She has great ground manners and has been trained to drive and is great at that, but we are never going to have her pull anything, just thought she should know how.

She will be something a little different in a show.

This pic was taken at two, about 14'-3 and 1000-1100 lbs.


----------



## ohhellneely (Dec 18, 2008)

Normally I would say 2 1/2-3 for starting ground work and about 3-4 for *starting* undersaddle.
For drafts they've got a bit bigger bones, so yeahh waiting a little bit to be sure deffinately doesn't hurt anything.

She's really cute. =]


----------



## Remali (Jul 22, 2008)

I never like to see any horse under saddle till at least three years. I worry about the knees not being "ready", or closed.


----------



## Royal Freckles (Oct 7, 2008)

I am glad I came across this thread, it is similar to question I just about to ask. A friend of mine just bought a haflinger mare, she is 4yo, preg with her 2nd foal (due in march) and apparently has already been on trail rides is bomb proof blah blah blah. It got me to thinking, I am used to working with QH and paints and that type, so I really dont know much about draft types and warm bloods. IMO, that is a lot for a 4yo horse. The pregnancy and the riding. I have heard that warmbloods and drafts mature at a different rate that say QH. Do they mature slower, and does everyone seem to agree that 3-4 or so is a good time to start under saddle for this type of horse?

Just trying to expand my knowledge.


----------



## SouthernTrails (Dec 19, 2008)

*Mature Drafts*

I have been under the impression Drafts Mature at 6 YO, that is why we are waiting longer than our TB, App's and QH's to start under Saddle, I was never going to start her as early as some of our neighbors had said, but you know how it is when you are anxious, you want to ask to be sure.


----------



## smrobs (Jul 30, 2008)

The best thing to do is just keep checking until her joints are closed. Up until that time, work on ground manners, desensatizing, etc. You can even put a lightweight saddle on them and pony them on short trail rides. I don't ever lunge a horse for very long, especially a young one, because it is hard on knees and can deform the growth plates. I would wait until at least 4 before starting under saddle and then take it slow. There is lots of time for her to learn everything after she is through growing.


----------



## my2geldings (Feb 18, 2008)

After posting threads over different sites and getting various insights on things I think you are better off not starting a horse before the age 3. It's funny because the opinion you will get from a site such as this vs draft horse owners is totally different and even coming from vets, there are different views and opinions on whats ok and whats not. I think you would be ok starting very light work on a youngster but would probably be safer for long term health to start them off gently at 3.
If you want to pm me, I can give you the link to a draft horse forum where you will get a totally different opinion. 

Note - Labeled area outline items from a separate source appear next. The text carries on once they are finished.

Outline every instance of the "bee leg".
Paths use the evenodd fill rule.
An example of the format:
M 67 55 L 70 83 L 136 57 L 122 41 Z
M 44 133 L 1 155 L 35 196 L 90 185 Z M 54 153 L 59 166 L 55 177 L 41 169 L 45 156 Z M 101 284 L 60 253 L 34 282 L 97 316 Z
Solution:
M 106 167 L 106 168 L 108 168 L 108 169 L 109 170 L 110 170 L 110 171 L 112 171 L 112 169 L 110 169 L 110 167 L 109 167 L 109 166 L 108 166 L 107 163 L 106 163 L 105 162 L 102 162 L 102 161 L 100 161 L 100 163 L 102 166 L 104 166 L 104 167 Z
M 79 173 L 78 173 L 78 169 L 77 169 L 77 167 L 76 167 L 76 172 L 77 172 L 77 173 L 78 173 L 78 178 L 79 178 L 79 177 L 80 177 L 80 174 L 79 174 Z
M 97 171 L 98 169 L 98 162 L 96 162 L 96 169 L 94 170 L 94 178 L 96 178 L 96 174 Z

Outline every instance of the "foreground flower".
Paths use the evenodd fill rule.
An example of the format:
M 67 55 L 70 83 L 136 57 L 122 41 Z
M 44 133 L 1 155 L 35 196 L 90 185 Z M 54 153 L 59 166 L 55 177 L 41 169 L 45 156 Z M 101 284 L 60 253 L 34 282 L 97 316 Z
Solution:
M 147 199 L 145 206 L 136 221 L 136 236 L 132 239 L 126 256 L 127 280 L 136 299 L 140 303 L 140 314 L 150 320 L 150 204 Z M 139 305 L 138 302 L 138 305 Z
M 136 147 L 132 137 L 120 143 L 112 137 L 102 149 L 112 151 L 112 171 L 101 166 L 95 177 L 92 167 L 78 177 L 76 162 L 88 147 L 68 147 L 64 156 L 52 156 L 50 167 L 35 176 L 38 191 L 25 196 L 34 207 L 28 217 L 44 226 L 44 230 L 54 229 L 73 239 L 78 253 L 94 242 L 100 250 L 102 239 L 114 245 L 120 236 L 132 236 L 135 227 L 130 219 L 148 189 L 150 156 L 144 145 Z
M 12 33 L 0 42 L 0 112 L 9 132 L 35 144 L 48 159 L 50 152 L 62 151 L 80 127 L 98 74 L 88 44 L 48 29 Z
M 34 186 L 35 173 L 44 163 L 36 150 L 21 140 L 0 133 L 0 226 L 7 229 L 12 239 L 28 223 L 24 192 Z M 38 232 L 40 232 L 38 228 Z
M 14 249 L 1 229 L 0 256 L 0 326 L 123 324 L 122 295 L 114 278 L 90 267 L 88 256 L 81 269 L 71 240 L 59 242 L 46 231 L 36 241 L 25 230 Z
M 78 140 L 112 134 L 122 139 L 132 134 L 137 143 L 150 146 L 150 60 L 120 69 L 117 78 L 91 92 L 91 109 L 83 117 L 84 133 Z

The size, age and breed of the horse will also affect when you can start them up. My mare (FEHR's new horse *cough*) I wouldn't start until she was at least 3 because of how big she is. 

Are you working with a trainer right now?


----------



## Skyhuntress (Sep 9, 2008)

I wouldn't start any horse earlier than 3. Some even 3.5 depending on how they look. 
There's no harm in waiting, but you could be doing enormous damage if you rush


----------



## xilikeggs0 (Sep 14, 2008)

I agree that they shouldn't be started being seriously ridden until they're *at least* 3, if not older. But I don't see anything wrong with hopping on them occasionally (meaning maybe once a month, no more often than that) starting at 2 1/2-3 years old. And by that I mean literally just hopping on their back, sitting on it for a few minutes (no more than 10), and just walking around or letting the horse wander.

Of course, you would need to have a horse calm enough to do that, which most people probably don't. But I'm pretty lucky, probably 90% of the horses I'm around are like that - you can just go out to their pasture, line them up with a fence/water trough, and hop on them with no saddle, bridle, halter, or anything.


----------